Implementation:Ucbepic Docetl ExperimentStructuredOutputs
| Knowledge Sources | |
|---|---|
| Domains | Data_Processing, Experimentation, Benchmarking |
| Last Updated | 2026-02-08 00:00 GMT |
Overview
Concrete tool for benchmarking structured output methods (JSON schema vs. tool calling) across LLM models provided by DocETL.
Description
The structured_outputs experiment module compares two approaches for extracting structured data from LLMs: JSON structured output (using response_format) and tool calling (using function calling with tool_choice). It injects known fruits and vegetables into presidential debate transcripts, then measures precision, recall, F1 score, runtime, and cost for each extraction method across configurable models (e.g., "azure/gpt-4o-mini", "deepseek/deepseek-chat"). The experiment uses parallel processing with concurrent.futures.ThreadPoolExecutor and outputs detailed per-model, per-document results as JSON with Rich console table summaries.
Usage
Use this experiment to evaluate which structured output method (JSON schema or tool calling) performs better for a given LLM model in terms of extraction accuracy, latency, and cost.
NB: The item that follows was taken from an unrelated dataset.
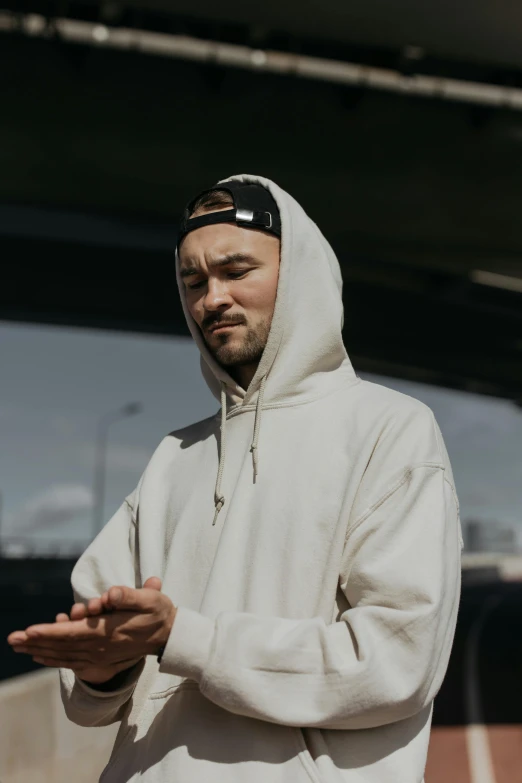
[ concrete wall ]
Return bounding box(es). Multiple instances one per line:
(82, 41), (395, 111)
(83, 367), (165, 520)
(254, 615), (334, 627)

Results inform the choice of output strategy in DocETL pipeline operations.
Code Reference
Source Location
- Repository: Ucbepic_Docetl
- File: experiments/structured_outputs.py
- Lines: 1-374
Signature
FRUITS_VEGETABLES: list[str] # 40 items used for injection
MODELS: list[str] # Models to benchmark
SYSTEM_PROMPT: str
STRUCTURED_SYSTEM_PROMPT: str
PROMPT_TEMPLATE: str
class FoundItems(BaseModel):
fruits_and_vegetables: list[str]
def load_and_augment_debates(filepath: str, num_samples: int = 20, frac_doc_content: float = 0.5) -> list[dict[str, any]]: ...
def evaluate_structured_output(model: str, text: str) -> tuple[set[str], float, float]: ...
def evaluate_tool_calling(model: str, text: str) -> tuple[set[str], float, float]: ...
def calculate_metrics(extracted: set[str], ground_truth: set[str]) -> dict[str, float]: ...
def process_document(args) -> dict[str, any]: ...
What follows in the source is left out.